Modern Career Management

Wikipedia says that career management is the combination of structured planning and the active management choice of one's own professional career. The outcome of successful career management should include personal fulfilment, work/life balance, goal achievement and financial security.

Workers are experiencing more mobility generally in their careers, spending less time with one employer and making major career changes throughout their working life. The way we work now is characterised by disruption, temporary, contract and contingent work assignments, and we have to think differently about career progression.

In the current environment it is likely that most people will change careers several times during their lifetime. This means that career management is an important life skill to acquire and cultivate. We think it is important that you are committed to developing your personal and professional skills in order to make the most out your strengths and potential.

Options and choices

There is no one size fits all solution and you will need to review options and review aspects of your career management plan from time to time throughout your working life.

Your starting point should be developing an awareness of what is important in terms of your career development. This should include reflection on key drivers, skills, interests, personality, your values and how they affect your career choices.

Take stock of your current position and identify skills, experience and qualifications that will aid career progression; assess individual experience; identify gaps in light of what is required to move on; and think how to accrue the relevant experience. For some roles, your specific technical or specialist skills may be particularly important but most employers will be interested in your ‘transferable’ or generic skills.

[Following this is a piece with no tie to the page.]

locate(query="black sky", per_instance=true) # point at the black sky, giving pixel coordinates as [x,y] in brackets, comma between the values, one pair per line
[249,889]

After some rigorous self-appraisal you can start exploring options and assess what are likely to be realistic choices in view of what you have to offer in the current job market and in light of the opportunities available. You should also consider what you can do to improve your chances (i.e. how to remedy any gaps in your skills or experience) and do some serious networking with relevant contacts to help your decision-making. You need clarity around how best to achieve your goals and devise contingency plans in case your initial choices do not work out successfully.

Plan for success

There are things you can do to improve your chance of success:

  • Keep an eye on relevant journals and websites for information, contacts and vacancies
  • Talking to your colleagues and peers who may have a network of contacts you can explore
  • Network at conferences with other delegates to find out what areas of work are of interest to them and following up relevant leads
  • Enhance your commercial awareness (via networking, collaborations, social media)
  • Investigate your options through networking and research
  • Look for job ideas from professional body web pages  or from a specialist publication in your field
  • Gain extra skills or qualifications, e.g. languages, proof-reading, learning a new software program

If you are looking to take a new direction in your career consider occupations which will capitalise on your existing strengths, e.g. those with good problem-solving skills might consider management consultancy, logistics or IT; those with demonstrable writing ability might consider technical writing.

Career management is an ongoing activity and good career management will help you plan an effective strategy for achieving your short and long-term goals.